The disease affects approximately 50,000 people in the U.S. Due to the location of the tumors, some people with TSC can develop life-altering symptoms. Children with the disorder have a 90% chance of experiencing seizures and a 50% chance of developing autism or a developmental disability that affects learning and speech.
The Navars traveled to meet with Hope Northrup, MD, geneticist and director of the TSC Center of Excellence, who referred them to the STOP-2 clinical trial at Cincinnati Children’s Hospital, a pilot study involving a drug called sirolimus, an mTOR inhibitor being assessed as a medication to prevent or delay seizure onset in TSC patients.
“Seizures are like a fire in your brain. Once they start going, they are hard to stop,” said Northrup, professor of pediatrics and Memorial Hermann Chair with McGovern Medical School at UTHealth Houston. “TSC is the perfect example for how we hope the story will be for all genetic diseases. We figured out which genes did not work resulting in the disease, then found a therapeutic intervention. We can help so much more now than we could in the past.”

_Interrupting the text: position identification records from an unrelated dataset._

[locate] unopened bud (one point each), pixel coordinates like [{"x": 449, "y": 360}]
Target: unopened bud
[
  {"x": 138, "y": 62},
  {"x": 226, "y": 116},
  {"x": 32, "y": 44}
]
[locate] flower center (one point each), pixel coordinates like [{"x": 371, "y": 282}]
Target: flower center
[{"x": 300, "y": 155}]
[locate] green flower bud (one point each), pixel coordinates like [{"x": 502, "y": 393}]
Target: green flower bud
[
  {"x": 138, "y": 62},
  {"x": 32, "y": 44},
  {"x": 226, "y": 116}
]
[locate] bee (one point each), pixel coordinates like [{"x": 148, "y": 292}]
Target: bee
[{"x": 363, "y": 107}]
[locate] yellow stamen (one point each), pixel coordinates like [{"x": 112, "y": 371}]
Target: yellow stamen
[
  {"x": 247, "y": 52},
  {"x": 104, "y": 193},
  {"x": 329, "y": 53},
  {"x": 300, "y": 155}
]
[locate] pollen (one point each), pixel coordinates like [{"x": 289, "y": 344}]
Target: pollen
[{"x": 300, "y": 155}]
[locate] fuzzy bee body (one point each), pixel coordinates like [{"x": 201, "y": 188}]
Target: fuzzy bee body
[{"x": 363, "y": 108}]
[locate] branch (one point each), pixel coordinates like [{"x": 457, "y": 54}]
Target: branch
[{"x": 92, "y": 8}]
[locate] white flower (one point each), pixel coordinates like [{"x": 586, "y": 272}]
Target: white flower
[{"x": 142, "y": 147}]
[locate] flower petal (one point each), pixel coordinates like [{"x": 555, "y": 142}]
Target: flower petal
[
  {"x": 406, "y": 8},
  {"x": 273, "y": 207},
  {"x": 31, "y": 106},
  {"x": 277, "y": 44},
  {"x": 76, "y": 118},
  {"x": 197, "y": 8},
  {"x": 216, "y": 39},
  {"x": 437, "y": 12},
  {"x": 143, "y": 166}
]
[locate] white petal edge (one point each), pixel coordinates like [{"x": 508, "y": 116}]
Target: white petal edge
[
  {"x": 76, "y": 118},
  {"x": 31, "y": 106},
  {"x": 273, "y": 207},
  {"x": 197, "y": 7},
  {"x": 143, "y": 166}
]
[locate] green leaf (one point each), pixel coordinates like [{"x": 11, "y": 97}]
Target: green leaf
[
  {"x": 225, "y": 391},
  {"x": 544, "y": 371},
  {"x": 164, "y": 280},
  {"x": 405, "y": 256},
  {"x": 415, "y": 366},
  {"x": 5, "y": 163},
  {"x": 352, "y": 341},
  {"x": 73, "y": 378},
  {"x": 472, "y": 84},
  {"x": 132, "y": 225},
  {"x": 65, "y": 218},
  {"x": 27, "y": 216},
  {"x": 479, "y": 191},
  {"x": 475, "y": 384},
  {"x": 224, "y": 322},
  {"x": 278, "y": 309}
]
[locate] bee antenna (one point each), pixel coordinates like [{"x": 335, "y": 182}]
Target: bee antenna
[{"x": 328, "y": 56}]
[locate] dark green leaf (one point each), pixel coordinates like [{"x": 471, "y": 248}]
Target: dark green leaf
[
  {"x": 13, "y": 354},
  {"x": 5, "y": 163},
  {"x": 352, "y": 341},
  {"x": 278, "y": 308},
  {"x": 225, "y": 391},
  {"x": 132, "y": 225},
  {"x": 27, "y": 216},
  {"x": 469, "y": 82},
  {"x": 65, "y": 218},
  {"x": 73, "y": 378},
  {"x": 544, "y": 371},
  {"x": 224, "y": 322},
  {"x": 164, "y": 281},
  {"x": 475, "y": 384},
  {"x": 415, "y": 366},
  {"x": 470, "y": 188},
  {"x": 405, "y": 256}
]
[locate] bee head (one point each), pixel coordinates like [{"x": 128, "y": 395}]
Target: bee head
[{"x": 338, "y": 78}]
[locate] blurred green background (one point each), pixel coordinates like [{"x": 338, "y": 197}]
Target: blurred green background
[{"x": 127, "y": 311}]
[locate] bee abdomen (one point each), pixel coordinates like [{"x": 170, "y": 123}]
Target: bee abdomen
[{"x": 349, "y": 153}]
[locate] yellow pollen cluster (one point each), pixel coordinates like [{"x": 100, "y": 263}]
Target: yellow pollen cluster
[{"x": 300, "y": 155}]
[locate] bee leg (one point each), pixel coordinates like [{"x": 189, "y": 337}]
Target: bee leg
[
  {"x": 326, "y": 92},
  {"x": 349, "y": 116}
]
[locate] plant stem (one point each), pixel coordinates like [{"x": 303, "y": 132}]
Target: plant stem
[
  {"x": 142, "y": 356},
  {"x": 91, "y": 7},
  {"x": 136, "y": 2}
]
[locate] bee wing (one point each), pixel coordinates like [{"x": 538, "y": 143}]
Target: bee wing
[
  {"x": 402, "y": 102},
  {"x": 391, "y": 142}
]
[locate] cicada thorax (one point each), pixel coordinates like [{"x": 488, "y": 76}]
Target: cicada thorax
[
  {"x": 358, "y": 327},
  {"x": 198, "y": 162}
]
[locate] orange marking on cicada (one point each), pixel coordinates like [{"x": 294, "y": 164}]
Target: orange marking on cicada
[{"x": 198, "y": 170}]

Her parents enrolled Nora when she was 4 months old and between visits to Cincinnati, the family met virtually with Mary Kay Koenig, MD, pediatric neurologist, co-director of the center, and Endowed Chair of Mitochondrial Medicine, to monitor any seizure activity and development. At age 10 months, Nora had her first seizure and Koenig added an anti-seizure medication, which ended the seizures after about a week.
“When the seizures started, I was able to call Dr. Koenig at 7 p.m. on a Friday and she was responsive the entire weekend. I never felt deserted by the team,” Cheryl Navar said.
Nora’s enrollment in the STOP-2 trial ended when she reached her first birthday, after which her doctors prescribed sirolimus clinically. Using the experimental drug, along with the anti-seizure medication, and close individualized care given by the TSC Center, Nora has not experienced any more seizures. After being slowly being weaned off the therapeutic dose of anti-seizure medication, recent electroencephalogram (EEG) scans have shown no seizure activity.
Now 2 years old, she’s playing and excitedly talking with zero signs of developmental issues.
“This is all we wished for,” John said. “Now Nora will be able to live a fairly normal life.”
With the positive outcome of STOP-2, a subsequent study, Sirolimus TSC Epilepsy Prevention Study (TSC STEPS), is now underway at sites across the country, including UTHealth Houston.